You can interact with input/output data through the S3 protocol using Pachyderm’s S3-protocol-enabled pipelines.
About #
Pachyderm’s S3-protocol-enabled pipelines run a separate S3 gateway instance in a sidecar container within the pipeline-worker pod. Using this approach enables maintaining data provenance since the external code (e.g., within a Kubeflow pod) is executed in (and associated with) a Pachyderm job.
When enabled, input and output repositories are exposed as S3 Buckets via the S3 gateway sidecar instance.
- Input Address:
s3://<input_repo_name>
. - Output Address:
s3://out
Example with Kubeflow Pod #
The following diagram shows communication between the S3 gateway deployed in a sidecar and the Kubeflow pod.
Configure an S3-enabled Pipeline #
- Open your pipeline spec.
- Add
"s3": true
toinput.pfs
. - Add
"s3_out": true
topipeline
. - Save your spec.
- Update your pipeline.
Example Pipeline Spec #
The following spec example reads files in the input bucket labresults
and copies them in the pipeline’s output bucket:
{
"pipeline": {
"name": "s3_protocol_enabled_pipeline"
},
"input": {
"pfs": {
"glob": "/",
"repo": "labresults",
"name": "labresults",
"s3": true
}
},
"transform": {
"cmd": [ "sh" ],
"stdin": [ "set -x && mkdir -p /tmp/result && aws --endpoint-url $S3_ENDPOINT s3 ls && aws --endpoint-url $S3_ENDPOINT s3 cp s3://labresults/ /tmp/result/ --recursive && aws --endpoint-url $S3_ENDPOINT s3 cp /tmp/result/ s3://out --recursive" ],
"image": "pachyderm/ubuntu-with-s3-clients:v0.0.1"
},
"s3_out": true
}
User Code Requirements #
Your user code is responsible for:
- Providing its own S3 client package as part of the image (boto3)
- reading and writing in the S3 Buckets exposed to the pipeline
Accessing the Sidecar #
Use the S3_ENDPOINT environment variable to access the sidecar.

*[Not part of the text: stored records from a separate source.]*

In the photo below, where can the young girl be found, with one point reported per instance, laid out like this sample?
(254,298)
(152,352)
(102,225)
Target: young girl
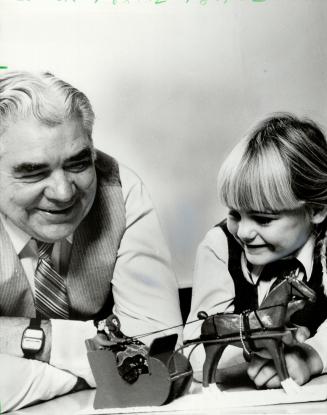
(274,184)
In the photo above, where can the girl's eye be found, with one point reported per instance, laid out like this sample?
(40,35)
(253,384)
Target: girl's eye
(264,220)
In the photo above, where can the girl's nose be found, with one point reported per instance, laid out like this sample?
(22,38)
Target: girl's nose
(246,230)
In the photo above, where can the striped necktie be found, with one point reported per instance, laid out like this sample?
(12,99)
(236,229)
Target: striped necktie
(50,291)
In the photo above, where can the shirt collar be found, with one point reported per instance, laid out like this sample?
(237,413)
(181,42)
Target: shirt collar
(18,237)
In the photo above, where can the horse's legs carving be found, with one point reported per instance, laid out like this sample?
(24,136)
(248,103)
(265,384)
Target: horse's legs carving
(213,354)
(275,348)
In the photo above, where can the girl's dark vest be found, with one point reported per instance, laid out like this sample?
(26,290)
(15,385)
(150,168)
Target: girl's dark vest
(246,296)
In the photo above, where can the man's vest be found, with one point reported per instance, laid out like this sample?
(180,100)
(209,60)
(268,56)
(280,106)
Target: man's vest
(93,256)
(246,296)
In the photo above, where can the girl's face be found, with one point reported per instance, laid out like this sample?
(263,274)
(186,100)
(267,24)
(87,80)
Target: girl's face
(269,236)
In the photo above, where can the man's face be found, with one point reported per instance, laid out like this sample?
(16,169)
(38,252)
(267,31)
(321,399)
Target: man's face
(267,237)
(47,177)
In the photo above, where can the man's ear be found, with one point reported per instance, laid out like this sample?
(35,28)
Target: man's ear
(318,214)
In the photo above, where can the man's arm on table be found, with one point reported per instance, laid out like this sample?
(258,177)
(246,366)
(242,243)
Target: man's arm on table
(146,299)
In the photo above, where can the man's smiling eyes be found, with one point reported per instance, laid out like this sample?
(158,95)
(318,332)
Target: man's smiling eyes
(33,172)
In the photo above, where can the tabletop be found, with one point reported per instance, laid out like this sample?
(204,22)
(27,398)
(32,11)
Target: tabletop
(82,402)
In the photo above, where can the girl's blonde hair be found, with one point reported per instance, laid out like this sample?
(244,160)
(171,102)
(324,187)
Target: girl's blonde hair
(280,165)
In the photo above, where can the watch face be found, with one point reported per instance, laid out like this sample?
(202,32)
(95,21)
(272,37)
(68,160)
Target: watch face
(32,340)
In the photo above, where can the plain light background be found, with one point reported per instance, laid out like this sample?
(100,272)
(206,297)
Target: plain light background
(175,84)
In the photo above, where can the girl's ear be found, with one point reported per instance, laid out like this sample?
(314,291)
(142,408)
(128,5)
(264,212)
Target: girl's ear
(318,214)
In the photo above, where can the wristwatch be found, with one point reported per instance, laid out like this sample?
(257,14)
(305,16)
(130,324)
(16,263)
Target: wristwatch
(32,339)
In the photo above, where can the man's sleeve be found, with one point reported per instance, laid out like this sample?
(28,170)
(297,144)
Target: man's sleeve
(144,285)
(24,382)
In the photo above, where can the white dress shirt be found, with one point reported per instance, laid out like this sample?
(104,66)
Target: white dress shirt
(142,252)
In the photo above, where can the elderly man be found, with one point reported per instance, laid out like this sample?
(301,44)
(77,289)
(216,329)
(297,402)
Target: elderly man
(79,236)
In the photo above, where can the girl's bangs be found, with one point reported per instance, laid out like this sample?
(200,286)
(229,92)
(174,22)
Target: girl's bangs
(260,184)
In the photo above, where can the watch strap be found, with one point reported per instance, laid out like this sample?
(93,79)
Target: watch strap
(35,324)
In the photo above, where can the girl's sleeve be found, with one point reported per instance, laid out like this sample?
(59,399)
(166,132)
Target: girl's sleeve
(319,343)
(213,287)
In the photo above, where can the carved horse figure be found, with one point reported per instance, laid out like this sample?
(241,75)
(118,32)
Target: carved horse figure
(253,330)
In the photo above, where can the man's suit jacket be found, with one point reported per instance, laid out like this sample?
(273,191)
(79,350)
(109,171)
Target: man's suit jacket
(93,256)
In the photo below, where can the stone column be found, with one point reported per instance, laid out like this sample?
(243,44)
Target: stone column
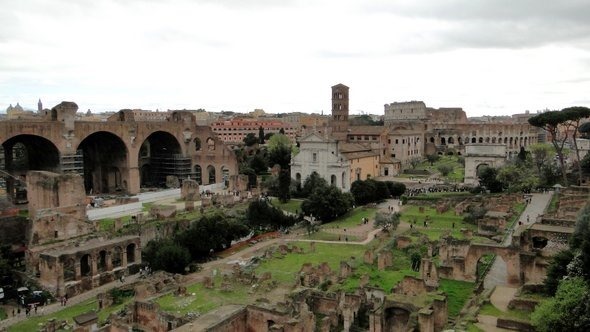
(78,270)
(133,181)
(109,261)
(137,253)
(93,265)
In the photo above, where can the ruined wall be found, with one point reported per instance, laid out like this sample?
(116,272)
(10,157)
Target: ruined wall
(14,230)
(57,206)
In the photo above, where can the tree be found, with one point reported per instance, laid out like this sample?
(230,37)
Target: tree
(517,177)
(250,139)
(488,179)
(261,136)
(557,124)
(258,164)
(568,311)
(574,115)
(327,203)
(387,221)
(556,270)
(211,232)
(445,169)
(522,155)
(279,152)
(172,258)
(381,191)
(541,154)
(415,162)
(166,255)
(262,214)
(432,158)
(396,189)
(314,180)
(364,192)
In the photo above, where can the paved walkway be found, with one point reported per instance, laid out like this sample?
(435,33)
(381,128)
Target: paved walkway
(496,277)
(206,270)
(539,202)
(54,307)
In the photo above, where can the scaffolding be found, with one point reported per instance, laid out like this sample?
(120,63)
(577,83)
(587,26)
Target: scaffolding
(72,163)
(165,165)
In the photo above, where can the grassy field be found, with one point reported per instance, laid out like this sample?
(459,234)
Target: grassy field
(456,175)
(438,223)
(352,218)
(325,236)
(458,292)
(33,323)
(382,279)
(285,269)
(201,300)
(490,309)
(293,205)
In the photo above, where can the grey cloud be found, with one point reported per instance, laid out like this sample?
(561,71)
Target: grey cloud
(496,24)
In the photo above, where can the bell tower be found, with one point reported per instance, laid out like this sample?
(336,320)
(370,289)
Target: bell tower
(339,108)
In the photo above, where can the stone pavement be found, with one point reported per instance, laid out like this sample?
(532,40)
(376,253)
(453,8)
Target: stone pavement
(539,203)
(56,306)
(496,277)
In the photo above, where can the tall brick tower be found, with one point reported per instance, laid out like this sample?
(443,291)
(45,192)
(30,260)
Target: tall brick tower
(339,108)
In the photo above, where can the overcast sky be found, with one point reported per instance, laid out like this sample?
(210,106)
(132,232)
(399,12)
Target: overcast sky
(489,57)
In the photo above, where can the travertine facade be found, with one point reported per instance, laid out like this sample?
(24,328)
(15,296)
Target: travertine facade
(122,154)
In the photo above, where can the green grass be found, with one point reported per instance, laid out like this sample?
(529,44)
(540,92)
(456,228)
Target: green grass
(385,280)
(490,309)
(442,194)
(285,269)
(438,223)
(145,207)
(325,236)
(552,208)
(204,299)
(108,224)
(458,292)
(33,323)
(293,205)
(472,328)
(352,218)
(456,175)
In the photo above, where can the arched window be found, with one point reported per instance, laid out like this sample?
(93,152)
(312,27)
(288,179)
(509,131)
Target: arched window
(198,174)
(211,174)
(69,270)
(85,269)
(117,256)
(131,253)
(101,265)
(210,144)
(197,144)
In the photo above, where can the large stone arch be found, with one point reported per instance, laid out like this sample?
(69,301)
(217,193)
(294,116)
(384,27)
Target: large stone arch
(493,155)
(160,155)
(509,255)
(23,153)
(211,174)
(106,167)
(198,174)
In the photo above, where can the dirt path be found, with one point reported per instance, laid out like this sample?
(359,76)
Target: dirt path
(501,296)
(207,268)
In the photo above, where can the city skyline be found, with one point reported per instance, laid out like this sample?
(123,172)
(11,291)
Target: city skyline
(493,58)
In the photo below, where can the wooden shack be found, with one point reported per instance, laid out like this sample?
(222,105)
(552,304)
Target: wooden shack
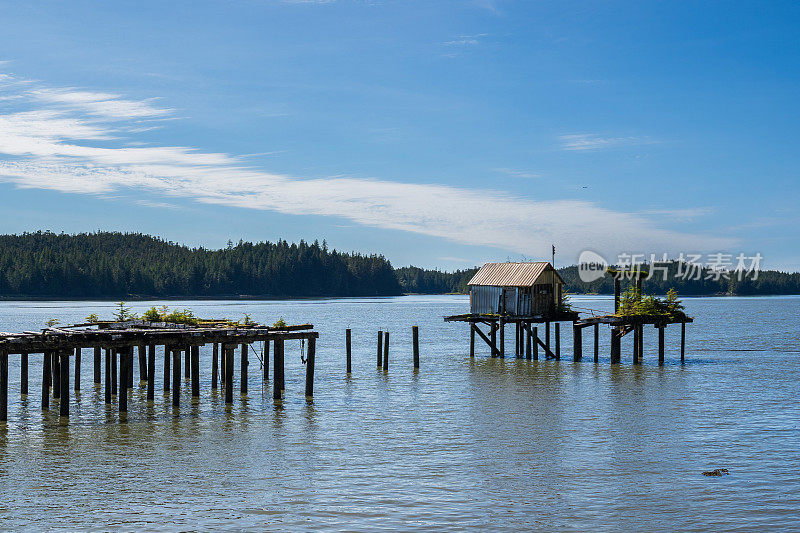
(516,289)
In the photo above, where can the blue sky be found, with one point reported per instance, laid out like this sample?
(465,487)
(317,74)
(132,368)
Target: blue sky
(441,134)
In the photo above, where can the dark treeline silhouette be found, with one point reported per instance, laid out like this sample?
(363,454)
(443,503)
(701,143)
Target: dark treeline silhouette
(104,265)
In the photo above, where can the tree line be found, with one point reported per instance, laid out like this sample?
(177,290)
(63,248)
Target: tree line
(133,265)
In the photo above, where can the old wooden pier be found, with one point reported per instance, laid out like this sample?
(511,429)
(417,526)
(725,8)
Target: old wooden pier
(113,345)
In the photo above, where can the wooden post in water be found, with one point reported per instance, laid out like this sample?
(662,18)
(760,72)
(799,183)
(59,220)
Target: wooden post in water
(107,391)
(142,363)
(243,369)
(310,358)
(214,365)
(472,327)
(125,363)
(77,369)
(380,349)
(56,374)
(597,343)
(3,386)
(348,351)
(385,351)
(167,355)
(558,340)
(151,372)
(97,356)
(63,403)
(46,381)
(196,371)
(277,378)
(176,376)
(683,341)
(228,350)
(415,344)
(23,374)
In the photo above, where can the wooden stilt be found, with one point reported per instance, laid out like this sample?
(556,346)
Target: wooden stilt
(683,341)
(243,368)
(385,350)
(107,391)
(228,351)
(196,371)
(97,357)
(380,349)
(215,364)
(125,362)
(77,369)
(176,377)
(167,355)
(311,355)
(151,372)
(3,386)
(348,351)
(23,374)
(63,403)
(46,371)
(277,363)
(415,344)
(142,363)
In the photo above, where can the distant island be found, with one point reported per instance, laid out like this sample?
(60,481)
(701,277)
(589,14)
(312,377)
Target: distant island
(107,265)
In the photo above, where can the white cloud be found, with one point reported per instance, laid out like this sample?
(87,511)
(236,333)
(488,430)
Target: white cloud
(592,141)
(51,147)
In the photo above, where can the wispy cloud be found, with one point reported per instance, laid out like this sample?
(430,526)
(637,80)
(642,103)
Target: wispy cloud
(517,173)
(51,145)
(593,141)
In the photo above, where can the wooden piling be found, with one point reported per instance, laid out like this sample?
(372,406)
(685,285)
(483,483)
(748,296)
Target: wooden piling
(167,355)
(243,369)
(311,355)
(577,343)
(215,365)
(385,351)
(196,371)
(415,345)
(77,369)
(380,349)
(348,351)
(151,372)
(142,363)
(228,350)
(3,386)
(558,341)
(176,377)
(23,374)
(107,391)
(683,341)
(125,363)
(46,370)
(96,367)
(278,379)
(63,403)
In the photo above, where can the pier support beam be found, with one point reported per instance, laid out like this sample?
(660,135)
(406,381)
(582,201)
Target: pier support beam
(310,359)
(63,403)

No authentication is needed; you can only read the input bucket and write in the output bucket.
aws --endpoint-url $S3_ENDPOINT s3 cp /tmp/result/ s3://out --recursive
Triggering External Pipelines #
If Authentication is enabled, you can access the AWS_ACCESS_KEY_ID
and AWS_SECRET_ACCESS_KEY
env vars in your pipeline user code to forward your pipeline’s auth credentials to third-party tools like Spark.
Constraints #
- All files are processed as a single datum, meaning:
- The
glob
field in the pipeline must be set to"glob": "/"
. - Already processed datums are not skipped.
- The
- Only cross inputs are supported; join, group, and union are not supported.
- You can create a cross of an S3-enabled input with a non-S3 input; For a non-S3 input in such a cross, you can still specify a glob pattern.
- Input bucket(s) are read-only, and the output bucket is initially empty and writable.